No one likes it when something they do for a magazine gets spiked. Bill Robinson,

a New Yorker illustrator, did a cover for the magazine to tie in with Mardi

Gras, and it ultimately got bumped for a more topical Dick Cheney – Brokeback

Mountain cover when the shooting incident occurred. Robinson tells

his story with rancor:

Louisiana had received its share of coverage lately I was told. They tried

to find a place for it inside the magazine. Everyone said they were sympathetic.

But nothing happened.

So we’ve been shunted aside again.

Our collective sorrow and tragedy mattered less than a single hunting accident.

I really had hoped that compassion would win out over clever.

But Robinson doesn’t have distance, of course. The fact is that the cover the

New Yorker ended up going with was fantastic, one of the best in recent memory.

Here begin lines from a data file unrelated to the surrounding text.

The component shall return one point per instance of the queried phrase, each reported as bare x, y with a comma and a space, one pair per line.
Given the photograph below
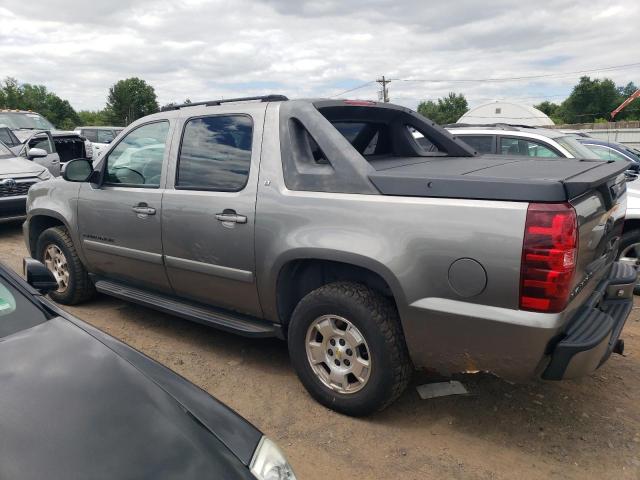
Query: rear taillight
549, 254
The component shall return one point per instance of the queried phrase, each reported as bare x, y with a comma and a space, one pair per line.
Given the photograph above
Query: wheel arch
300, 275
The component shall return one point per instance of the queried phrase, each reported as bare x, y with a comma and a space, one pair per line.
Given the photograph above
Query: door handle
144, 209
231, 216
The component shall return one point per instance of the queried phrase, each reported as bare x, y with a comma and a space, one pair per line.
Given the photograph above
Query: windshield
30, 121
17, 313
575, 148
4, 150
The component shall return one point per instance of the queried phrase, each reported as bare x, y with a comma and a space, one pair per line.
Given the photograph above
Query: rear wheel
56, 251
347, 348
630, 251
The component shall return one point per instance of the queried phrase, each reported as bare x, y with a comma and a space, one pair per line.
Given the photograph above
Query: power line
508, 79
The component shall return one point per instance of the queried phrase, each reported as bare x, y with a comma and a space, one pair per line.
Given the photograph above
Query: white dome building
506, 112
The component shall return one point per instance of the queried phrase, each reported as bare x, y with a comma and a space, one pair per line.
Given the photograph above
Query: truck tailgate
600, 212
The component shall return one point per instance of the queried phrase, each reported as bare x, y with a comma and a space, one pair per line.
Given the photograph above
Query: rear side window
215, 153
527, 148
480, 143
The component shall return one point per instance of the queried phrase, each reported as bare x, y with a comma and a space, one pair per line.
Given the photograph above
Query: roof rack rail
211, 103
504, 126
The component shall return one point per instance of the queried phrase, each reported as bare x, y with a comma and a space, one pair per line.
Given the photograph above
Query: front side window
137, 160
104, 136
527, 148
606, 153
215, 153
17, 313
90, 134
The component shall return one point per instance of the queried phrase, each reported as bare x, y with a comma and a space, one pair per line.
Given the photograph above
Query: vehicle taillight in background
549, 254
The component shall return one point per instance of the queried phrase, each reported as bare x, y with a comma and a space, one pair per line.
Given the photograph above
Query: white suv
520, 140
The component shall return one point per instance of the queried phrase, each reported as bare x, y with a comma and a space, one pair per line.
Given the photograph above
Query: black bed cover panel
493, 177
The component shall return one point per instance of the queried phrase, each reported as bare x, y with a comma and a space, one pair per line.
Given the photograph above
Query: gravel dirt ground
588, 428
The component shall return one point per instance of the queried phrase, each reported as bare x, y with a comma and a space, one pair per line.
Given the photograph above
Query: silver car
326, 223
17, 175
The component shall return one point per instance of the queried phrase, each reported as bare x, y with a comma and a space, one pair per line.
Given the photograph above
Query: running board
228, 321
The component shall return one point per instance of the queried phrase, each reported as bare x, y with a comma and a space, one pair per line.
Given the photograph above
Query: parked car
521, 140
77, 403
612, 150
34, 131
100, 137
327, 224
17, 175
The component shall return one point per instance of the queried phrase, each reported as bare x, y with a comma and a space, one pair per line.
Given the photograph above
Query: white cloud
207, 49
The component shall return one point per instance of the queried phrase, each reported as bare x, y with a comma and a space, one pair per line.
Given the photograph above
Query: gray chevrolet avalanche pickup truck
326, 224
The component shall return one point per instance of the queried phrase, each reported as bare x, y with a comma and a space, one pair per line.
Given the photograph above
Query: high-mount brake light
549, 255
359, 103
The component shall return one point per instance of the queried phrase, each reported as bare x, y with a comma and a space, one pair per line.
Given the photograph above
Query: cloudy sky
203, 49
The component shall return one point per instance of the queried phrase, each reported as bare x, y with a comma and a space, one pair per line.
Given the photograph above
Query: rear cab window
480, 143
526, 147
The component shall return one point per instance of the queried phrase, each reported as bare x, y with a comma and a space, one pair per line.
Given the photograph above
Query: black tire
80, 287
629, 238
377, 320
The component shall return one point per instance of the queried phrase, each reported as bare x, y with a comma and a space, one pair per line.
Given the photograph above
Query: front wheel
629, 251
56, 251
347, 347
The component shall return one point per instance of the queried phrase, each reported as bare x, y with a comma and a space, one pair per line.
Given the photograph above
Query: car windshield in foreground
4, 151
575, 148
17, 312
31, 121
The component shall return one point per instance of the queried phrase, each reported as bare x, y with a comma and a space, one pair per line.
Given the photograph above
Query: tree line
127, 100
590, 101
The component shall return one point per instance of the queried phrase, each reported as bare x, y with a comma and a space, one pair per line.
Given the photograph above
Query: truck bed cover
492, 177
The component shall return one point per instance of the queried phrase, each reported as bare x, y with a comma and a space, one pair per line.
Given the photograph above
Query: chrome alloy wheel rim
56, 263
338, 354
629, 255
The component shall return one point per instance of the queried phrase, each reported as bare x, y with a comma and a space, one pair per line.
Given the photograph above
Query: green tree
38, 99
94, 117
445, 110
589, 100
129, 100
631, 111
548, 108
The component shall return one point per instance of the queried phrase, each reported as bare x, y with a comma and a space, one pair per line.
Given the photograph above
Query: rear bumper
592, 334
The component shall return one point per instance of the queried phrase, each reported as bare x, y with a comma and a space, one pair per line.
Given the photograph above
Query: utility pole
384, 93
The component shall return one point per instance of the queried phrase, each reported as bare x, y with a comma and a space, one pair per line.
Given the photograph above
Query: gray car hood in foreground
18, 165
71, 407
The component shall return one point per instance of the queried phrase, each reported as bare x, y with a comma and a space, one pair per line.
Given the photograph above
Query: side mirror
39, 276
78, 170
36, 153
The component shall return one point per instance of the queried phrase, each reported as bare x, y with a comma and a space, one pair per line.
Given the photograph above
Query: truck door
209, 207
119, 222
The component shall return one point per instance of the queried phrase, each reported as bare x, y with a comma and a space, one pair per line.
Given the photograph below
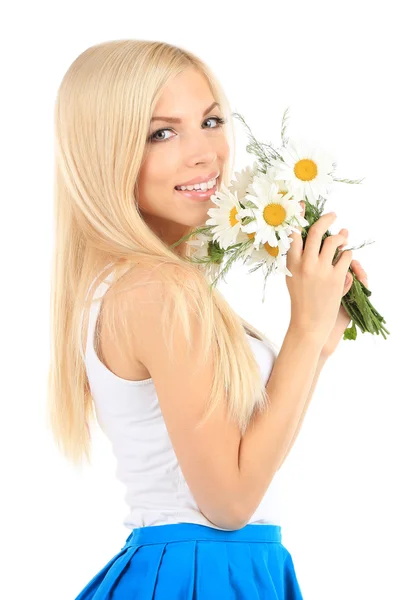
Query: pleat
196, 569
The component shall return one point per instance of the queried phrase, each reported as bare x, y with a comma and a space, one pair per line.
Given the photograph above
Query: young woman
199, 406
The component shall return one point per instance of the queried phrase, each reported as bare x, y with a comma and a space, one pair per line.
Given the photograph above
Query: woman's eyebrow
176, 120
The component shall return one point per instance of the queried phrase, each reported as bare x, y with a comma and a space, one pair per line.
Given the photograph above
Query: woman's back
129, 413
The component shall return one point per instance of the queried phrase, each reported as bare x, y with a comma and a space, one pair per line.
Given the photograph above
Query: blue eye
152, 137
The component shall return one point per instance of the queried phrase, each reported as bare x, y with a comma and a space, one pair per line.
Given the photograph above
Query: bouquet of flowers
257, 213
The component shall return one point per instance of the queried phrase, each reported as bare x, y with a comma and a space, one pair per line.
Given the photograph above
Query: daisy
274, 216
225, 225
306, 171
243, 180
268, 257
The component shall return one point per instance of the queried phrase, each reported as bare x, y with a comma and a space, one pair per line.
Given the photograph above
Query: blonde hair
102, 118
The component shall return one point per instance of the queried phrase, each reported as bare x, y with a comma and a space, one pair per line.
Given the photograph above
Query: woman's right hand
316, 286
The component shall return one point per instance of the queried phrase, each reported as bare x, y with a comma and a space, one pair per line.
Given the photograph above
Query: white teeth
199, 186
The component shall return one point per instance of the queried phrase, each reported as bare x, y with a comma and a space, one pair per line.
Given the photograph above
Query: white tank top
129, 414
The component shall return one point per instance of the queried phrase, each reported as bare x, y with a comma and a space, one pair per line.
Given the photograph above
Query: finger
315, 234
296, 247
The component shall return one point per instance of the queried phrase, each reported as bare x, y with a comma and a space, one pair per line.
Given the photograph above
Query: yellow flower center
232, 216
305, 169
273, 251
274, 214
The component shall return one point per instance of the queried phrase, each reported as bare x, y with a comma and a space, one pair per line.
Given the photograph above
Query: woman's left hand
343, 318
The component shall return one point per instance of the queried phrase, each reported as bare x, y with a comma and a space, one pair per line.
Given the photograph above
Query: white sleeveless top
129, 414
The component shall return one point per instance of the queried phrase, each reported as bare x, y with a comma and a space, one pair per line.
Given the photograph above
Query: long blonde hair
102, 117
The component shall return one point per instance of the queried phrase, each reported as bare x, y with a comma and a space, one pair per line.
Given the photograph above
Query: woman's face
179, 152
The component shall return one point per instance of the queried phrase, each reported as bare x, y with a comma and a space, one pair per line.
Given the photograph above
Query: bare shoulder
208, 455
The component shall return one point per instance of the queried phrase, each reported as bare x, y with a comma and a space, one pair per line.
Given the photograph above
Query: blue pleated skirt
188, 561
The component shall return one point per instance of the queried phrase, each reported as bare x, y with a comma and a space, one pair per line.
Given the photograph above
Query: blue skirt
188, 561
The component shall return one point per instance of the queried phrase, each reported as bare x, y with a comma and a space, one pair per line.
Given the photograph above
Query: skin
195, 147
180, 152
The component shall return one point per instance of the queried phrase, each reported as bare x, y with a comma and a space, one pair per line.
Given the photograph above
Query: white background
345, 71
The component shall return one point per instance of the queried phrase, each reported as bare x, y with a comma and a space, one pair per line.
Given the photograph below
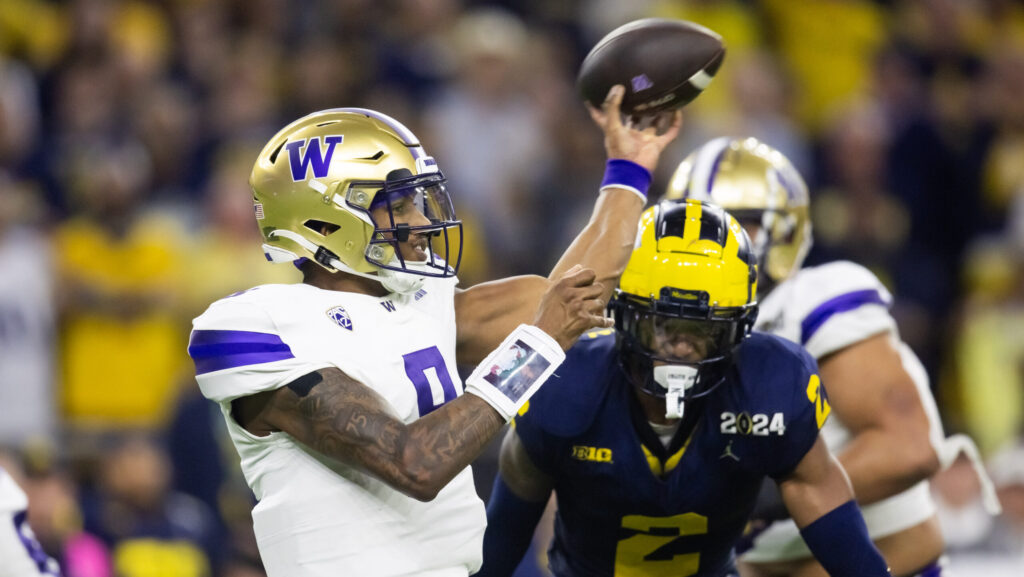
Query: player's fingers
590, 291
595, 305
599, 322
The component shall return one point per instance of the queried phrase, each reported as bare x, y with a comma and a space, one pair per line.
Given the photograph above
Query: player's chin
415, 255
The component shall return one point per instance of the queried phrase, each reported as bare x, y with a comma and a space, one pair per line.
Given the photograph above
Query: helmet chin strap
677, 379
393, 281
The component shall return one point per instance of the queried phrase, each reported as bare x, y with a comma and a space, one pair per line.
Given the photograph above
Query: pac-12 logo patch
340, 317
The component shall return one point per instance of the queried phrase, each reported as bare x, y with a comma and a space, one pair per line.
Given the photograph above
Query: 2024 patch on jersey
316, 517
622, 510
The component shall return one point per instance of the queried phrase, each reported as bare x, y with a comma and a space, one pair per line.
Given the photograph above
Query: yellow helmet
316, 181
756, 183
691, 273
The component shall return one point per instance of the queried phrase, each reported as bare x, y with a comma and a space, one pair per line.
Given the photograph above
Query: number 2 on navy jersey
429, 374
657, 545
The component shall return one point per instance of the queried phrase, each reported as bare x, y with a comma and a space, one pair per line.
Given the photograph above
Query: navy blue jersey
627, 505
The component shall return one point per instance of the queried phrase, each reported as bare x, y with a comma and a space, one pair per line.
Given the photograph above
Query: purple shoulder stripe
841, 303
215, 351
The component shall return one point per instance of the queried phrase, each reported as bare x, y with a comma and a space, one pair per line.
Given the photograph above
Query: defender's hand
571, 305
633, 140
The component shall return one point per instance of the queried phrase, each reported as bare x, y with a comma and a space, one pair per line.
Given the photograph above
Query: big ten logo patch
594, 454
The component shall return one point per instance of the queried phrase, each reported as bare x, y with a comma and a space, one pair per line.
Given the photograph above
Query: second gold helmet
756, 183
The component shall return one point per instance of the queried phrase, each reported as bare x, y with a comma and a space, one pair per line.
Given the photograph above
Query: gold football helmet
691, 277
328, 188
758, 186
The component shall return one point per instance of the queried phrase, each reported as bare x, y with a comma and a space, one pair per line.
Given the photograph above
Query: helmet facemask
677, 346
403, 199
685, 300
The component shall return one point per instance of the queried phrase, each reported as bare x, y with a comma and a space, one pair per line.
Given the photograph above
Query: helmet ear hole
320, 227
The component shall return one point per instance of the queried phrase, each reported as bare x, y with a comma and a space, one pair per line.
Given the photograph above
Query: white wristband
514, 371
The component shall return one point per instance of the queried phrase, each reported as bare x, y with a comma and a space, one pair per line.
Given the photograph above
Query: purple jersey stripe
841, 303
215, 351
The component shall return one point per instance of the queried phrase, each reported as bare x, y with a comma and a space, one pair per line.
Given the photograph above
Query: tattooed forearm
350, 422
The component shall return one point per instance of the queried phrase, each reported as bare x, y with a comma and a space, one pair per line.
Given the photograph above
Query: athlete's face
404, 211
678, 339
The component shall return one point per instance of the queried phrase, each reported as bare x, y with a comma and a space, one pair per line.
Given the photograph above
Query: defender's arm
871, 393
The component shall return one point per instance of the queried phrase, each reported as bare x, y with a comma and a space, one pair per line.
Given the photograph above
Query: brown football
664, 64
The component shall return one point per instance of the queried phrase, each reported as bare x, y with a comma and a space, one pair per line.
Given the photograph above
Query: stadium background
128, 129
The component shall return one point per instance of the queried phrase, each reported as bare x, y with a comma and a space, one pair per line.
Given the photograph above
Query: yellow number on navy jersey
816, 396
646, 551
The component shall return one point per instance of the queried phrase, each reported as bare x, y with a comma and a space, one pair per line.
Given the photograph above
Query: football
664, 64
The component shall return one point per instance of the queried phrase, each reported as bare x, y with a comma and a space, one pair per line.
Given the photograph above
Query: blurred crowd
128, 129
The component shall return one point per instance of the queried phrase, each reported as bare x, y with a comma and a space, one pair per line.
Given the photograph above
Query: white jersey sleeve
239, 351
828, 307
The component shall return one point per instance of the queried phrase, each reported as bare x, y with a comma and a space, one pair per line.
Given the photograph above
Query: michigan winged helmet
691, 276
757, 184
327, 189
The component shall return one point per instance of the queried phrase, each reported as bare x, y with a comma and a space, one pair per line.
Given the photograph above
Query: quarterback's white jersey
826, 308
315, 517
20, 553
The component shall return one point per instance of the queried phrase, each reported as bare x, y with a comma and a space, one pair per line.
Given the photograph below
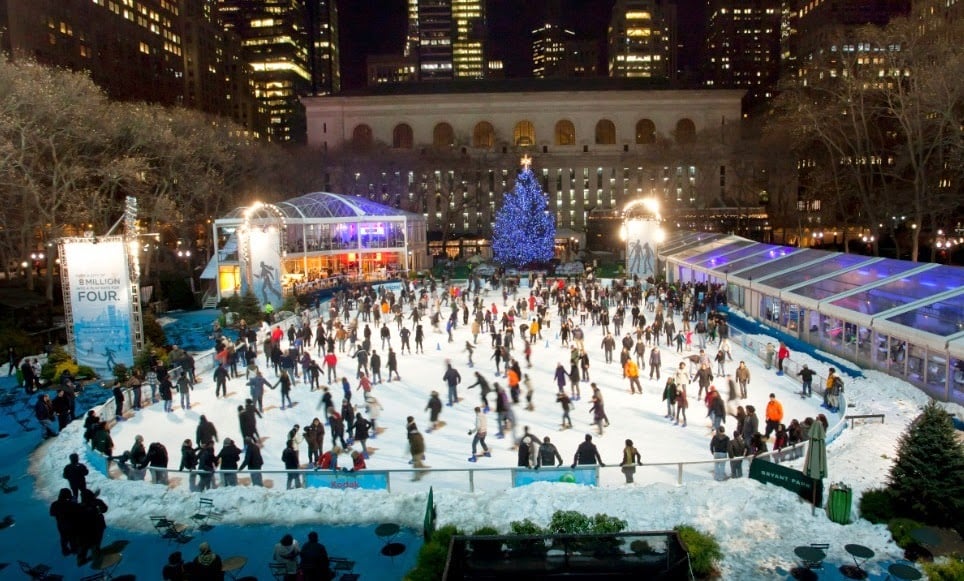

Gothamist has them side-by-side,

and there’s really no contest. The Cheney cover elegantly covers many bases, from

Brokeback and the shooting to the carefully-cultivated cowboy image of both Cheney

and Bush; it does so cleverly and with impressive visual power. The Mardi Gras

cover, on the other hand, is visually a bit wishy-washy, and is rhetorically clunky

("Katrina" written out on a party frock for those who didn’t get the

meaning of the tears on all the faces.) Yes, the spiked cover works better when

blown up

to full size. But it’s not the kind of thing which grabs attention at the newsstand.